Presentati, piuttosto “audacemente”, dai comunicati di presentazione come una formazione dedita ad apocalyptc metal, i tre protagonisti del progetto Phaze I giungono al proprio debutto discografico con l’esperienza di chi impugna lo strumento da tempo ed il coraggio di chi sa di poterci “provare”.

Nata dall’amicizia, artistica e non, dei fratelli Potvin (Lyzanxia) con Dirk Verbeuren (Soilwork, Scarve), la formazione francese si presenta al pubblico con un album appetibile da molteplici palati, retto su scelte globalmente apprezzabili e personali per come sono state accoppiate nelle otto composizioni presenti.

Una volta che il supporto ottico comincia a macinare i primi giri, infatti, il significato della dicitura “apocalyptic” risulta immediatamente chiaro. La miscela plasmata dal terzetto transalpino pesca a piene mani dal panorama estremo moderno tentando, con l’aiuto di una produzione perfetta, di prediligere la trasmissione di dissonanza, freddezza spietata e chaos sonoro. Immediato, necessario ma non sufficiente l’accostamento a band che su queste caratteristiche hanno costruito una gloriosa carriera come Fear Factory di qualche tempo fa e SYL. Una base fondamentalmente accostabile al thrash spesso etichettato come “cyber”, dunque, che, grazie all’utilizzo di un drumming sempre obliquo, voci sofferte, growls distanti, screams sempre filtrati ed atmosfere estranianti, riesce a risultare al contempo accattivante ma imprevedibile. I brani, dopo aver superato l’assorbimento iniziale, scorrono via veloci, togliendo il velo a particolari sempre più preziosi e brillanti. E’ così che, dal tronco principale già citato, emergono le influenze e le sottigliezze che fanno di “Phaze I” un prodotto unico.

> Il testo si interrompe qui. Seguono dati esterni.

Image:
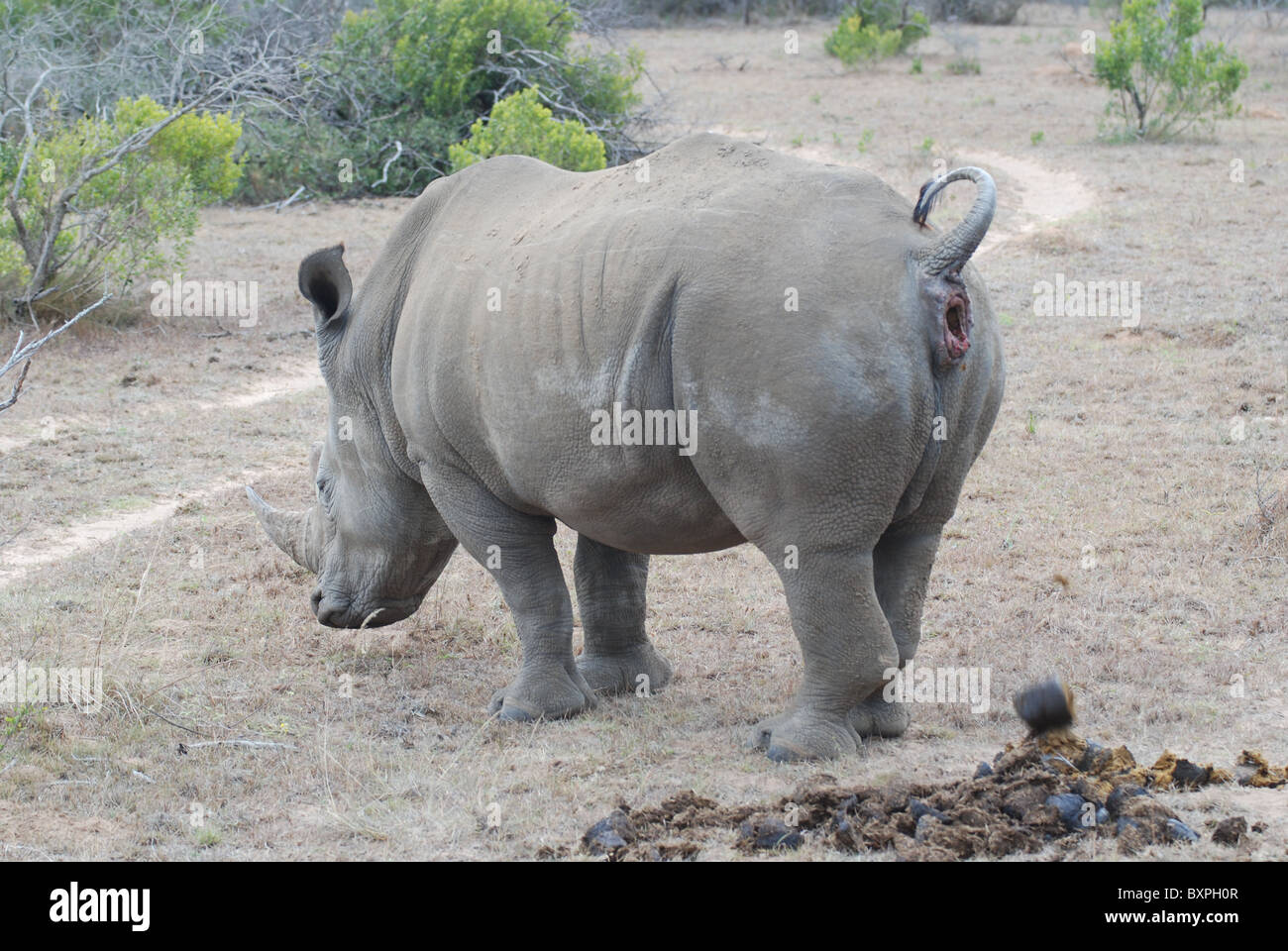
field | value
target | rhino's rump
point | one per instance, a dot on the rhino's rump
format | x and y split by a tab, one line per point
542	296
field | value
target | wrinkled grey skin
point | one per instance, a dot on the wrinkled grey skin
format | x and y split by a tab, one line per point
814	425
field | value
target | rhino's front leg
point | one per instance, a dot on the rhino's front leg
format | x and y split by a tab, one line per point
617	656
518	551
902	565
846	646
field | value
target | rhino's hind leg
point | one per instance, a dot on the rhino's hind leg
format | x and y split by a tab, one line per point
518	549
902	565
846	647
617	656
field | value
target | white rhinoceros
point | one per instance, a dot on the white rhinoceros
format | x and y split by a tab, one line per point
711	346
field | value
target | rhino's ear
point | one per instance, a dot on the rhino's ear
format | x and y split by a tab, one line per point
325	283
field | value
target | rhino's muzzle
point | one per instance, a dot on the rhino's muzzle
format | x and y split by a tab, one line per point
336	611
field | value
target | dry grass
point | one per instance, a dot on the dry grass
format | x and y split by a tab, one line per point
1117	440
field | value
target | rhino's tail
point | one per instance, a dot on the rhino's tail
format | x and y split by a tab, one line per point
954	249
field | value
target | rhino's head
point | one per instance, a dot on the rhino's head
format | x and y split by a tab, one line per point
373	538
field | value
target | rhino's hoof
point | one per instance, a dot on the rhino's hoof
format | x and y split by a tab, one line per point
542	696
642	671
880	716
802	736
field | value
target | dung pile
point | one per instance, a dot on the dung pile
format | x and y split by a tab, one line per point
1048	789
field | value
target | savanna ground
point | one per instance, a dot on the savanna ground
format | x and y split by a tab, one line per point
1111	532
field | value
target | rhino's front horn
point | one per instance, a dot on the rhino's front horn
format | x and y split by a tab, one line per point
290	531
954	249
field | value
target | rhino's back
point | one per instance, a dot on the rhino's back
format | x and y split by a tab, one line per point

Con un’integrità da veterani quali sono, i tre musicisti offrono brani vari, caratterizzati da un songwriting mai ripetitivo ma comunque identificabile, in cui, il marchio dell’espressività drammatica, minacciosa e quasi aliena, non riscontrabile sull’immediato, si pone come indiscutibile simbolo. E’ così che atmosfere sulfuree rubate al black-death più veloce e tirato, un modus operandi violentemente distaccato paragonabile a quello degli Hypocrisy più ragionati ed il già citato gusto per una proposta “estranea”, contribuiscono a formare un lavoro che piace e si lascia scoprire. Mancano la meraviglia, l’originalità vera e l’omogeneità disarmante del capolavoro ma il risultato si mantiene costantemente ottimo, godibile e meritevole d’attenzione.